The basic network topology is as follows:

flowchart TD
dw(Dataway);
dk(Datakit);
etcd[(etcd)];
sinker(Sinker);
wksp1(Workspace 1);
wksp2(Workspace 2);
rules(Sinker Rules);
check_token{Token ok?};
drop(Drop Data/Request);

subgraph "Datakit cluster"
dk
end

dk -.-> |HTTP: X-Global-Tags/Secret-Token|dw

subgraph "Dataway Cluster (Nginx)"
%%direction LR
rules -->  dw
dw --> check_token -->|No| drop
check_token -->|OK| sinker

sinker --> |Rule 1 match|wksp1;
sinker --> |Rule 2 match|wksp2;
sinker --> |Rules do not match|drop;
end

subgraph "Workspace Changes"
direction BT
etcd -.-> |Key change notice|rules
end

Dataway Serial Mode

For SaaS users, you can deploy a Dataway on your own premises (k8s cluster) dedicated to offloading, and then forward the data to Openway:

Warning

In cascaded mode, the Dataway in the cluster needs to enable the cascaded option. See Environment Variable Description in the installation documentation.

flowchart LR;
dk1(Datakit-A);
dk2(Datakit-B);
dk3(Datakit-C);
sink_dw(Dataway);
openway(Openway);
etcd(etcd);
%%

subgraph "K8s Cluster"
dk1 ---> sink_dw
dk2 ---> sink_dw
dk3 ---> sink_dw
etcd-.-> | triage rules | sink_dw
end

subgraph "SaaS"
sink_dw --> |Sink|openway;
sink_dw --> |Sink|openway;
end

Dataway installation

See here

Dataway Settings

In addition to the general Dataway settings, several additional configurations need to be set up (located in the /usr/local/cloudcare/dataflux/dataway/ directory):

# Set the address to be uploaded by Dataway here, usually Kodo, but it can also be another Dataway
remote_host: https://kodo.guance.com

# If the upload address is Dataway, set to true here to indicate that Dataway cascade
cascaded: false

# This token is a random token set on the dataway, we need to fill it in
# Datakit's datakit.conf configuration. A certain length and format need to be maintained here.
secret_token: tkn_xxxxxxxxxxxxxxxxxxxxxxxxxxxxxxxx

# sinker rule settings
sinker:
  etcd: # supports etcd
    urls:
    - http://localhost:2379
    dial_timeout: 30s
    key_space: /dw_sinker
    username: "dataway"
    password: "<PASSWORD>"

  #file: # also supports local file mode, which is often used for debugging
  #  path: /path/to/sinker.json
Warning

If you do not set secret_token, any request sent by Datakit will go through without causing data problems. However, if Dataway is deployed on the public network, it is recommended to set secret_token.

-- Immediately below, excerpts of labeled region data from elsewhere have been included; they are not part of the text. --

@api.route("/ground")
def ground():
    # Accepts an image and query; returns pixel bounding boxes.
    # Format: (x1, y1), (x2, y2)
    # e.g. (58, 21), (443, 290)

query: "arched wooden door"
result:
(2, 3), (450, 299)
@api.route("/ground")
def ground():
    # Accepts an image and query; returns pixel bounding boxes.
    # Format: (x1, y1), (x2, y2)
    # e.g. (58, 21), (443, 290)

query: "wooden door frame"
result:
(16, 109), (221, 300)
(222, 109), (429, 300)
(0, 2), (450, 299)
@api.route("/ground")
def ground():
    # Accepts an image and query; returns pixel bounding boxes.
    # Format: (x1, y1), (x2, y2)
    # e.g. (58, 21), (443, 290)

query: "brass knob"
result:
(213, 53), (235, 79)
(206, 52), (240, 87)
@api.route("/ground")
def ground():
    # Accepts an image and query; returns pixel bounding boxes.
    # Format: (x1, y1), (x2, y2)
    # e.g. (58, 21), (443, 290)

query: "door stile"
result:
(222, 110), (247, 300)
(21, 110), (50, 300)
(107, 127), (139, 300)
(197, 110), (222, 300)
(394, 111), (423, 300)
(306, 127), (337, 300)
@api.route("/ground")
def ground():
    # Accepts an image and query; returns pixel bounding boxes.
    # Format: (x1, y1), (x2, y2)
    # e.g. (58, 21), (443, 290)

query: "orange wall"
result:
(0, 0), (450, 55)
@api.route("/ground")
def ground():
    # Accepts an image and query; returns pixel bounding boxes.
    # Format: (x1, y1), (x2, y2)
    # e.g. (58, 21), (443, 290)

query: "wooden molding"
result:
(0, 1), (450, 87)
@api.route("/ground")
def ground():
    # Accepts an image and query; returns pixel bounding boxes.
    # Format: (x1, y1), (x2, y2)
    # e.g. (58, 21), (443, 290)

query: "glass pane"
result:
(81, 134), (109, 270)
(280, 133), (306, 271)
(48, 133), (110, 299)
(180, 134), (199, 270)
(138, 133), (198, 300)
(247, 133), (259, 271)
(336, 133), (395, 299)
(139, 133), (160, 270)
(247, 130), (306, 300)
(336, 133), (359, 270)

If etcd does not set a username/password, then set both username and password to "" here.

Config sinker rules

Dataway Sinker rules are JSON string, there are 2 JSON source:

  • Specify a local disk file(like /path/to/sinker.json), every time we update the JSON file, we must restart dataway to reload the JSON.
  • We can push the JSON file to etcd. While sinker JSON host on etcd, we don't have to restart Dataway if the JSON file refreshed, Dataway will be notified if sinker rules updated.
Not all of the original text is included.